Parafraseando Guimarães Rosa, nasce o ano escolar, tudo começa de novo. A esperança teima de continuar viva malgrado as noites frias que pesam sobre nós. Estarrecemo-nos diante da história, que mergulha em escuridões de guerra, de Gulags, de Auschwitz e no entanto se recarrega de esperança, de utopias, lá onde menos se esperava. De fato, diz o poeta Manoel Bandeira: “Ah, como dói viver quando falta a esperança!”. O Brasil dá enorme exemplo de recuperar a esperança a cada eleição que chega, mesmo que a anterior tenha trazido dissabores pela derrota ou pela decepção dos eleitos. Estamos em ano eleitoral para prefeito.
O marxista ateu Ernst Bloch tem razão ao dizer que o homem vive enquanto aspira e espera. Só que ele, na obscuridade do ateísmo, não alcança a raiz última dessa força existencial. K. Rahner avançou mais fundo ao ir às raízes antropológicas da esperança. “Sou o que espero com liberdade”. E a liberdade é a capacidade que temos de realizar-nos no mais profundo de nosso ser e de modo definitivo. Então a esperança pertence à constituição mesma de nosso ser. Nunca deixaremos de esperar. Ou de um modo negativo, se desaparecesse em nós a esperança, regrediríamos à noite animal de onde viemos.

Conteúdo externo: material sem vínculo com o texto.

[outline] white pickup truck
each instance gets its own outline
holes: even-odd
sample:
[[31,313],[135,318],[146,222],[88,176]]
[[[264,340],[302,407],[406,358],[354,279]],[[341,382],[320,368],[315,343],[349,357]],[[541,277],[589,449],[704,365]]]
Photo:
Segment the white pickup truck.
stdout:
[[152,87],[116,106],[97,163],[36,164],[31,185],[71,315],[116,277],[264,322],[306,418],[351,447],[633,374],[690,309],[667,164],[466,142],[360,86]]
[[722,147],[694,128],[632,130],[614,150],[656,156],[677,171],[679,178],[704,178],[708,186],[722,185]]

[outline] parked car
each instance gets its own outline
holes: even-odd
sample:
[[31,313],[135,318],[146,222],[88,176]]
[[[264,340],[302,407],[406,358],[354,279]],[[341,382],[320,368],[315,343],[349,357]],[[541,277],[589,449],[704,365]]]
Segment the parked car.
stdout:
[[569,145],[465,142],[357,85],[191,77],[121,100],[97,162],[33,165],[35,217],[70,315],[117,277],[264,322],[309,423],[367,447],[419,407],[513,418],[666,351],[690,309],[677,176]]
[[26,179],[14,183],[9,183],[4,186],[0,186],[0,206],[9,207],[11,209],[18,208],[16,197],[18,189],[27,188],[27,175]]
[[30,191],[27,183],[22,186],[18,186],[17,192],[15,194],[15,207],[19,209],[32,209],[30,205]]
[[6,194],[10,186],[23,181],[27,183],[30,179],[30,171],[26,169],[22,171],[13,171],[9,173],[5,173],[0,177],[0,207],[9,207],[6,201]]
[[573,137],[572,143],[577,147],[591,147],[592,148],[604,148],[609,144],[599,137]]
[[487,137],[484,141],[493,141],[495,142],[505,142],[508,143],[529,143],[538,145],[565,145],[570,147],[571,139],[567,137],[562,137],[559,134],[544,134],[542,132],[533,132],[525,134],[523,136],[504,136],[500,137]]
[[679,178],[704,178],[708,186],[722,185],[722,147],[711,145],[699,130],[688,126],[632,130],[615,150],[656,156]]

O poeta Carlos Drummond versejando sobre a bomba a vê como um câncer, uma besta confusa, mas conclui a poesia com a esperança de que o homem a liquidará. Só uma teimosa esperança consegue afirmar contra toda evidência do momento atual de que acabaremos com a bomba, quando ela até o nome de mãe recebe e semeia milhares de mortes nas contínuas guerras inventadas pelo coração amargo e ganancioso dos desejos de lucro.
Um jornalista guatemalteco, ameaçado de morte na luta pela justiça, também protestava contra a clareza dos fatos. “Nem eu nem ninguém estamos ameaçados de morte. Estamos ameaçados de vida, ameaçados de esperança, ameaçados de amor...Estamos enganados. Nós, os cristãos, não estamos ameaçados de morte. Estamos “ameaçados” de ressurreição.”
Deixando esse terreno do aquém, Santo Tomás resume a teologia da esperança bíblica numa frase. “Não se deve esperar de Deus algo menos do que ele mesmo”. Por isso K. Rahner nos aconselhava fazer uma única oração: “Pedir Deus a Deus”. Santo Agostinho aproxima de nós e sussurra. “Assim nos faz Deus: fazendo esperar (adiando), amplia o nosso desejo; suscitando em nós o desejo, amplia o nosso coração; ampliando (o coração), ele o faz capaz de acolhê-Lo”. Deus brinca conosco no sentido lindo do lúdico. Exatamente como a mãe que se esconde do filho pequenino, para que ele corra pela casa a sua procura e a envolva num abraço de carinho e ternura. A esperança habita em nós sob a forma de saudade de Deus. “Teu amor”, escrevia o místico islâmico Rumi, “chegou a meu coração e partiu feliz. Depois retornou e se envolveu com o hábito do amor, mas retirou-se novamente. Timidamente, eu lhe disse: “Permanece dois ou três dias” Então veio, assentou-se junto a mim e esqueceu-se de partir”.
A esperança existirá sempre porque Deus nos visitou em seu Filho Jesus, e este ao partir, não quis deixar-nos órfãos (Jo 14, 18) e enviou-nos o Paráclito (Jo 16, 7), que permanecerá conosco para sempre (Jo 14, 16). A nossa esperança não se funda num futuro a vir, mas na certeza de um presente que se desvelará plenamente no final dos tempos. Toda esperança é um já e ainda não. Já do Espírito presente e ainda não da vitória sobre o mal e a morte. Guimarães Rosa fecha belamente essa reflexão: “Como não ter Deus?! Com Deus existindo, tudo dá esperança: sempre um milagre é possível, o mundo se resolve. Mas, se não tem Deus, há-de a gente perdidos no vai-vem, e a vida é burra. É o aberto perigo das grandes e pequenas horas, não se podendo facilitar - é todos contra os acasos. Tendo Deus, é menos grave se descuidar um pouquinho, pois, no fim dá certo”.